Compasson in Dying guidance provides new approach to engaging people and communities in planning for the end of life.

Compasson in Dying guidance provides new approach to engaging people and communities in planning for the end of life

Picture: iStock

Introduction

Nurses play a key role in supporting patients and families in end of life care (Royal College of Nursing 2015). However, it is sometimes difficult to start these conversations with patients and their families. Building on the experiences of its recent My Life, My Decision programme (Compassion in Dying 2014a), the charity Compassion in Dying provides guidance to health professionals working with people who want to think about their on going care needs and wishes as they approach the end of life.

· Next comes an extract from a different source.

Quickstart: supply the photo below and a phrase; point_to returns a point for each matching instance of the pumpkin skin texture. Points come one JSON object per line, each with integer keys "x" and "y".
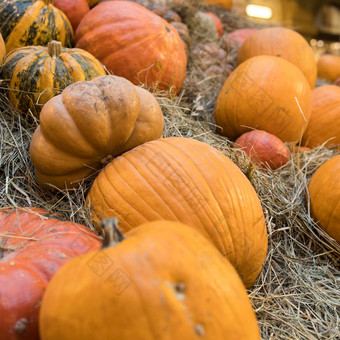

Why is planning valuable for patients?

The Mental Capacity Act 2005 sets out two ways individuals can ensure their wishes are followed if they lose capacity to make treatment decisions for themselves: registering a lasting power of attorney for health and welfare and/or completing an advance decision to refuse treatment.

2 out of 3

registered UK nurses surveyed revealed that they do not have sufficient time to provide high-quality care for patients who are dying

Recent research found that advance care planning results in people having earlier access to palliative care, receiving care and treatment more closely aligned with their preferences and are most likely to die in the place of their choice (Compassion in Dying 2016a). It also showed that planning improves relationships and communication between families and healthcare professionals, helps to reduce conflict within families and between families and staff, and contributes to a more positive bereavement process for families.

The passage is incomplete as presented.